Database 150 may store data or instructions. In some embodiments, database 150 may store data obtained from server 200 or client 300. In some embodiments, database 150 may store data or instructions that server 200 may perform or for performing the methods of data mining described in this specification. In some embodiments, database 150 may store opinion feedback data for all users. Server 200 and client 300 may have access to database 150, and server 200 and client 300 may access data or instructions stored in database 150 via network 120. In some embodiments, database 150 may be directly connected to server 200 and client 300. In some embodiments, database 150 may be part of server 200. In some embodiments, database 150 may include mass storage, removable storage, volatile read-write memory, read-only memory (ROM), or the like, or any combination thereof. Exemplary mass storage may include non-transitory storage media (non-transitory storage medium) such as magnetic disks, optical disks, solid state drives, and the like. Removable storage may include flash drives, floppy disks, optical disks, memory cards, zip disks, tape, and the like. Typical volatile read-write memory can include Random Access Memory (RAM). The RAM may include Dynamic RAM (DRAM), dual date rate synchronous dynamic RAM (DDR SDRAM), static RAM (SRAM), thyristor RAM (T-RAM), zero capacitance RAM (Z-RAM), and the like. The ROM may include a Mask ROM (MROM), a Programmable ROM (PROM), a virtual programmable ROM (PEROM), an electrically programmable ROM (EEPROM), a compact disk (CD-ROM), a digital versatile disk ROM, and the like. In some embodiments, database 150 may be implemented on a cloud platform. By way of example only, the cloud platform may include a private cloud, public cloud, hybrid cloud, community cloud, distributed cloud, inter-cloud, etc., or a form similar to the above, or any combination of the above.

As shown in fig. 1, a user 110 inputs opinion feedback data on the target APP of a client 300, and the opinion feedback data is transmitted to a server 200 through a network 120; the server 200 performs instructions of the method of data mining stored in the server 200 or the database 150, from which common problems as well as high value information are mined. For example, the target APP may be a payment instrument ^TM APP, payment device ^TM User 110 of APP may be able to pay for the treasures ^TM APP Payment device ^TM APP makes comments or advice, or uses payment treasures ^TM Problems are encountered. Payment device ^TM Server 200 mines common problems and clues to solve those problems from the massive data fed back by user 110, thereby helping product managers to solve the common complaints of the users in the most appropriate way.

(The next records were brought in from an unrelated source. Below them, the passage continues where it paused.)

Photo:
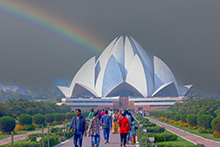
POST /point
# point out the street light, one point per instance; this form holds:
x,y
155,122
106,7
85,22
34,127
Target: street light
x,y
145,132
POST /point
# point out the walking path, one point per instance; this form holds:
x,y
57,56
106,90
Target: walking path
x,y
114,141
186,135
19,137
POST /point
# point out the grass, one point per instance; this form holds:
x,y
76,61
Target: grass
x,y
3,136
18,141
179,141
204,135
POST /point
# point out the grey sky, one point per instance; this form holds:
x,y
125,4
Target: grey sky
x,y
183,33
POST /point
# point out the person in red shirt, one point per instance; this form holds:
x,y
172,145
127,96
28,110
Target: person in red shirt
x,y
103,112
124,129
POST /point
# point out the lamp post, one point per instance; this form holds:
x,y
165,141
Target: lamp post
x,y
145,132
12,139
140,135
48,137
42,135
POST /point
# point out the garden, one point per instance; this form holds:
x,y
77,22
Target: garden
x,y
27,123
162,137
203,125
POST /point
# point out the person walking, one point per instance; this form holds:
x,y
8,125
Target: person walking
x,y
128,116
103,112
124,129
91,114
94,130
106,119
115,122
78,126
133,132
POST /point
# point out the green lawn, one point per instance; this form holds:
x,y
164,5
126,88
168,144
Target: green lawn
x,y
19,141
179,141
204,135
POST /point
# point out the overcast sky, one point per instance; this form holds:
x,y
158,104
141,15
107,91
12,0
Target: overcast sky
x,y
185,34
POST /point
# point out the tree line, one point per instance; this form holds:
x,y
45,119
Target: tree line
x,y
15,108
198,107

Fig. 2 shows a schematic diagram of a data mining server 200. The server 200 may perform the methods of data mining described herein. The method of data mining is described elsewhere in this specification. For example, the method of data mining P100 is presented in the description of fig. 3 and 4.

As shown in fig. 2, the server 200 includes at least one storage medium 230 and at least one processor 220. In some embodiments, server 200 may also include a communication port 250 and an internal communication bus 210. Also, server 200 may also include I/O component 260.

Internal communication bus 210 may connect the various system components including storage medium 230 and processor 220.

The I/O component 260 supports input/output between the server 200 and other components (e.g., the client 300).

Storage medium 230 may include a data storage device. The data storage device may be a non-transitory storage medium or a transitory storage medium. For example, the data storage devices may include one or more of magnetic disk 232, read Only Memory (ROM) 234, or Random Access Memory (RAM) 236. The storage medium 230 further includes at least one set of instructions stored in the data storage device. The instructions are computer program code that may include programs, routines, objects, components, data structures, procedures, modules, etc. that perform the methods of data mining provided herein.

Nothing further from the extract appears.